- Baqershahr Location within Iran
- Coordinates: 35°32′04″N 51°24′21″E﻿ / ﻿35.53444°N 51.40583°E
- Country: Iran
- Province: Tehran
- County: Ray
- District: Kahrizak
- Established as a city: 1996

Population (2016)
- • Total: 65,388
- Time zone: UTC+3:30 (IRST)

= Baqershahr =

City in Tehran province, Iran

Baqershahr (باقرشهر; /fa/) (Note: Also romanized as Bâqershahr; formerly Baqerabad (باقِر آباد), also romanized as Bāqerābād; also known as Bāqerābād-e Bāqer Of and Bāqerābād-e Bāqerof) is a city in Kahrizak District of Ray County, Tehran province, Iran.
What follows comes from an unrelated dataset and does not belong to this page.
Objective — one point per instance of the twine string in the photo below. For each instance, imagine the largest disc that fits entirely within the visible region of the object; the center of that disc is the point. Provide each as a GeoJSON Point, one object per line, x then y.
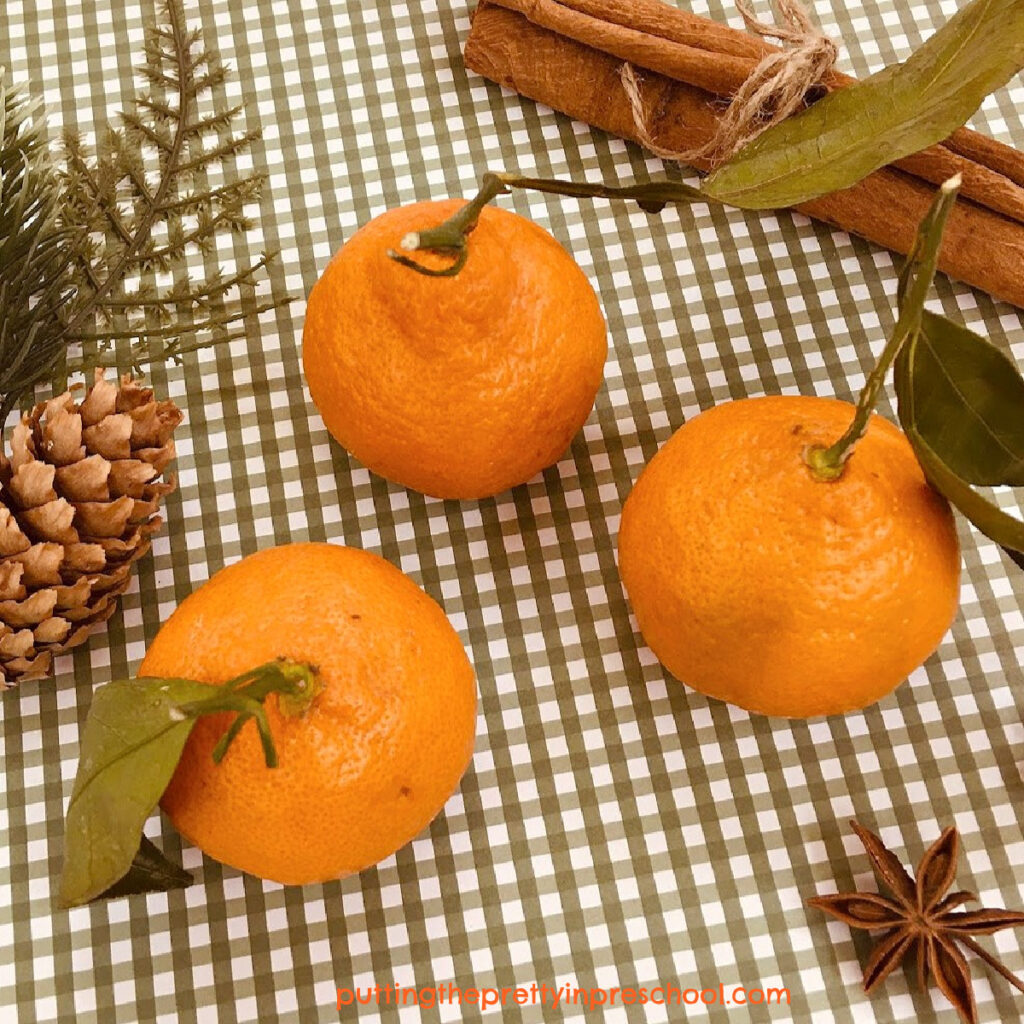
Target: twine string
{"type": "Point", "coordinates": [777, 87]}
As the village of Baqerabad, it was the capital of Behnampazuki-ye Jonubi Rural District until its capital was transferred to the village of Khurin. Baqerabad was converted to the city of Baqershahr in 1996.

==Demographics==
===Population===
At the time of the 2006 National Census, the city's population was 52,575 in 12,478 households. The following census in 2011 counted 59,091 people in 15,761 households. The 2016 census measured the population of the city as 65,388 people in 18,802 households.